Refined Strichartz Estimates for sub-Laplacians in Heisenberg and $H$-type groups

TL;DR

This paper develops refined Strichartz estimates for sub-Laplacians on Heisenberg and H-type groups, extending previous results to non-radial data and applying Fourier restriction techniques in a nilpotent group setting.

Contribution

It introduces new refined Strichartz estimates for sub-Laplacians on H-type groups, including non-radial initial data, using spectral projector estimates and Fourier restriction methods.

Findings

Extended Strichartz estimates to non-radial data on Heisenberg groups.

Established refined estimates for wave equations on H-type groups.

Reinterpreted estimates as Fourier restriction theorems for nilpotent groups.

Abstract

We obtain refined Strichartz estimates for the sub-Riemannian Schr\"{o}dinger equation on $H$-type Carnot groups using Fourier restriction techniques.
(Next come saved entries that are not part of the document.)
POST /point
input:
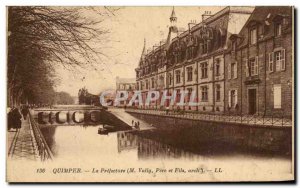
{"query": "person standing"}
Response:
(24, 112)
(16, 119)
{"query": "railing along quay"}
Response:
(43, 149)
(273, 120)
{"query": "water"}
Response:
(84, 141)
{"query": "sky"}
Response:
(128, 29)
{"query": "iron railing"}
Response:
(44, 151)
(259, 120)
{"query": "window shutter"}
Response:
(283, 59)
(229, 98)
(256, 65)
(271, 61)
(247, 68)
(229, 70)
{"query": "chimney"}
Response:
(206, 15)
(191, 24)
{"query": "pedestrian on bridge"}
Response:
(24, 112)
(16, 119)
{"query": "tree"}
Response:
(42, 38)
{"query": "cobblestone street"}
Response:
(21, 144)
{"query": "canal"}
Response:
(179, 145)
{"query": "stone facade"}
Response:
(209, 58)
(262, 54)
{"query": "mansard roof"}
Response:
(264, 16)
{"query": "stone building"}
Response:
(192, 60)
(260, 64)
(125, 84)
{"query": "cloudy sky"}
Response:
(128, 29)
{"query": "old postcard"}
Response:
(150, 94)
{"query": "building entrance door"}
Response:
(252, 101)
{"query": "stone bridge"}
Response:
(69, 116)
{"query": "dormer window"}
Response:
(253, 35)
(233, 46)
(278, 29)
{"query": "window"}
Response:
(190, 74)
(218, 93)
(177, 95)
(189, 93)
(204, 93)
(232, 98)
(278, 29)
(170, 79)
(253, 66)
(152, 82)
(279, 60)
(217, 73)
(177, 74)
(253, 36)
(162, 81)
(204, 70)
(233, 46)
(233, 70)
(271, 60)
(205, 47)
(277, 96)
(147, 84)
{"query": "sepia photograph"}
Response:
(150, 94)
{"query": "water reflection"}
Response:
(83, 141)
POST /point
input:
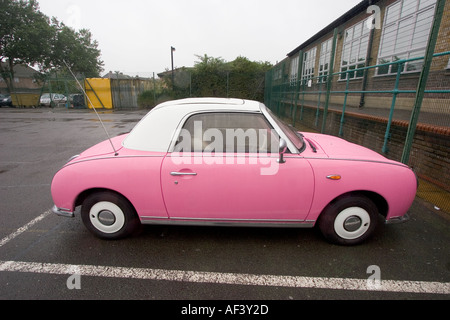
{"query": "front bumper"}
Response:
(63, 212)
(397, 220)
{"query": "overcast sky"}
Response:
(135, 36)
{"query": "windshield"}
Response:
(295, 137)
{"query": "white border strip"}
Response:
(228, 278)
(21, 230)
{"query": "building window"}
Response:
(294, 71)
(277, 73)
(354, 52)
(309, 63)
(324, 60)
(407, 25)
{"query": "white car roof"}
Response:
(156, 130)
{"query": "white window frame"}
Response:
(405, 34)
(354, 49)
(324, 60)
(309, 65)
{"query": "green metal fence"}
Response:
(405, 116)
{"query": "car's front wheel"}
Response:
(349, 220)
(109, 215)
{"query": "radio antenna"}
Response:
(93, 107)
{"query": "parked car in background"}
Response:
(5, 100)
(231, 162)
(52, 100)
(77, 101)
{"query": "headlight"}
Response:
(74, 157)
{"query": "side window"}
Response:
(227, 132)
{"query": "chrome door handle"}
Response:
(177, 174)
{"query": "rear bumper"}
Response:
(63, 212)
(396, 220)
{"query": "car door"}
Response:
(225, 167)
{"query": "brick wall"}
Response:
(430, 154)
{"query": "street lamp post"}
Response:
(172, 49)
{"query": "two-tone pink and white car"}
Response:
(231, 162)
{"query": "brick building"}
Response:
(374, 77)
(373, 33)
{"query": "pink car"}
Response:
(230, 162)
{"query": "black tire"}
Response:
(349, 221)
(109, 216)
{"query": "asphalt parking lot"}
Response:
(43, 256)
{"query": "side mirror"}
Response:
(282, 150)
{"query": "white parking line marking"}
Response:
(21, 230)
(227, 278)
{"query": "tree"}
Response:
(27, 36)
(76, 48)
(241, 78)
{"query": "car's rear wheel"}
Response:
(349, 220)
(109, 215)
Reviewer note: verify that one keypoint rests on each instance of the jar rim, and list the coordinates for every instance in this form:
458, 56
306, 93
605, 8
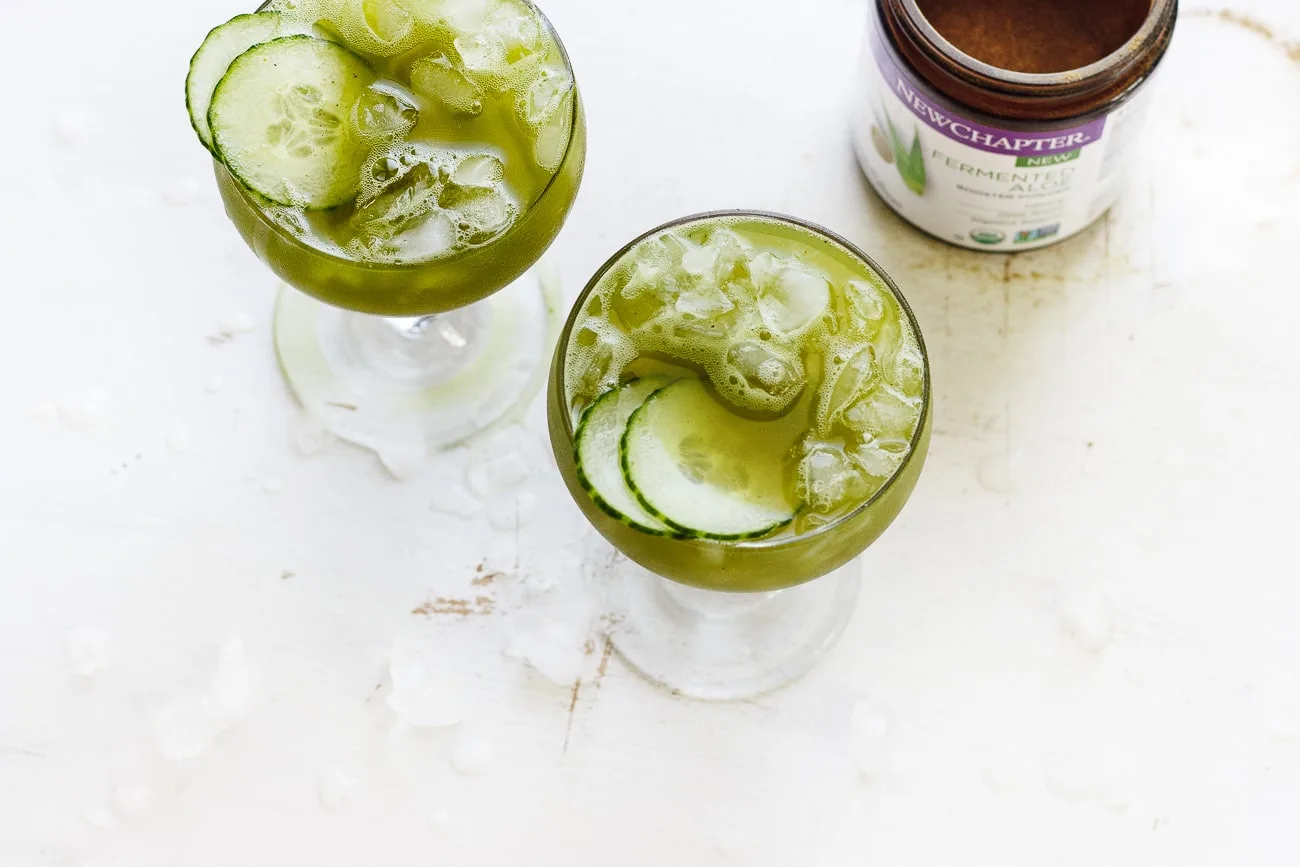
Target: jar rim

In particular, we extend the previously known Strichartz estimates previously obtained for the Heisenberg group also to non radial initial data. The same arguments permits to obtain refined Strichartz estimates for the wave equation on $H$-type groups. Our proof is based on estimates for the spectral projectors for sub-Laplacians and reinterprets Strichartz estimates as Fourier restriction theorems for nilpotent groups in the context of trace-class operator valued measures.